O(m*n) – The algorithm explores the grid (m rows and n columns) using a depth-first search approach. In the worst-case scenario, we might visit each cell in the grid. Each cell visit involves a constant amount of work: checking the cell's shape and possible directions to move and marking the cell as visited. Therefore, the time complexity is proportional to the number of cells in the grid, which is m * n. This results in O(m*n) time complexity where m is the number of rows, and n is the number of columns.

Space Complexity

O(m*n) – The algorithm uses a visited matrix of the same dimensions as the input grid (m rows and n columns) to keep track of visited cells to avoid cycles, where m is the number of rows and n is the number of columns.
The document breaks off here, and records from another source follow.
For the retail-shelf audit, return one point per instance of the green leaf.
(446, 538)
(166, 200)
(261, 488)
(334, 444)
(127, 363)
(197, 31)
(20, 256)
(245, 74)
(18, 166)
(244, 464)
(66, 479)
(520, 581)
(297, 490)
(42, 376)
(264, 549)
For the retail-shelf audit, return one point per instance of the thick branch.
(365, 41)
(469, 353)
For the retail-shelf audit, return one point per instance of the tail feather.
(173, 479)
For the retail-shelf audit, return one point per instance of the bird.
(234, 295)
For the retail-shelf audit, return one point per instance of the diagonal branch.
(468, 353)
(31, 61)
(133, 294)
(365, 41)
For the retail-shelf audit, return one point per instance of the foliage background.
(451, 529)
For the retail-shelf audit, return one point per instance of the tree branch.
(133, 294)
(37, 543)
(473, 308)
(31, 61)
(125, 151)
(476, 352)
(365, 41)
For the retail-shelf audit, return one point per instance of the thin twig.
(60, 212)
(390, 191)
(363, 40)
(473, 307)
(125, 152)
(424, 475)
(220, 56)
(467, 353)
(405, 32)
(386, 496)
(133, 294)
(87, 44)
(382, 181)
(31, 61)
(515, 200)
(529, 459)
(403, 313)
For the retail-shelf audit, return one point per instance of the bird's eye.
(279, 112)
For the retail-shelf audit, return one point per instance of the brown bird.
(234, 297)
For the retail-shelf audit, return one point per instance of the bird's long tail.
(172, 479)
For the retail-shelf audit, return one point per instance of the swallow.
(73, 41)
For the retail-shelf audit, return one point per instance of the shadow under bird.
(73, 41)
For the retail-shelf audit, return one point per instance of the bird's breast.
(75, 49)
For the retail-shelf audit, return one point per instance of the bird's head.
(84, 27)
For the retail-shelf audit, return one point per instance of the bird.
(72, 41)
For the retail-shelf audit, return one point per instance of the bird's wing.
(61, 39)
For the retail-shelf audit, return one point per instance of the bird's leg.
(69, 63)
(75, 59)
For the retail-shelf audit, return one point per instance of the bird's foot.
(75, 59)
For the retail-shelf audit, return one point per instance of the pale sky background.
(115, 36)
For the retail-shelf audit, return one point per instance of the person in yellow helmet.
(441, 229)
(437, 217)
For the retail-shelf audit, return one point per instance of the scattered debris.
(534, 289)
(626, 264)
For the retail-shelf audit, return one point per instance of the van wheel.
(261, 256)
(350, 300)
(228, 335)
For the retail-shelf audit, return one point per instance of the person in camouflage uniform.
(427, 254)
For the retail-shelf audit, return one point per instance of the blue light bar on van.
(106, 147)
Therefore, the space used by the visited matrix is proportional to the number of cells in the grid, which is m*n. In the worst case, the algorithm may need to store the visited status of all cells. The recursion stack can also grow to a depth of m*n in the worst case of exploring all possible paths, contributing O(m*n) space. Thus the auxiliary space is O(m*n).

Edge Cases

Case	How to Handle
Null or empty grid	Return false immediately as there is no path to traverse.
Grid with only one cell (1x1)	Return true if the grid is 1x1, because the start and end are the same, representing a valid path.
No valid path exists from (0, 0) to (m-1, n-1)	The algorithm should explore all possible paths and return false if the destination is never reached after exploring all accessible cells.
Grid dimensions are very large (m and n are close to the maximum allowed integer)	Consider using iterative DFS or BFS to avoid potential stack overflow errors with recursive DFS and to handle large grid sizes efficiently.
All street types in the grid are the same, but do not allow a path from start to end.	The path finding algorithm must still correctly identify the lack of a valid path even if all cells have the same type.
Street types outside the range [1, 6]	Treat street types outside the valid range as an obstacle or an invalid state, preventing movement through that cell.
Grid is a single row or a single column, and the path requires moving in the other dimension.	The path finding algorithm must respect the grid boundaries and street types and correctly detect cases with impossible paths along a single row or column.
The path creates a cycle.	Use a visited set to keep track of visited cells, preventing the algorithm from getting stuck in an infinite loop due to cycles.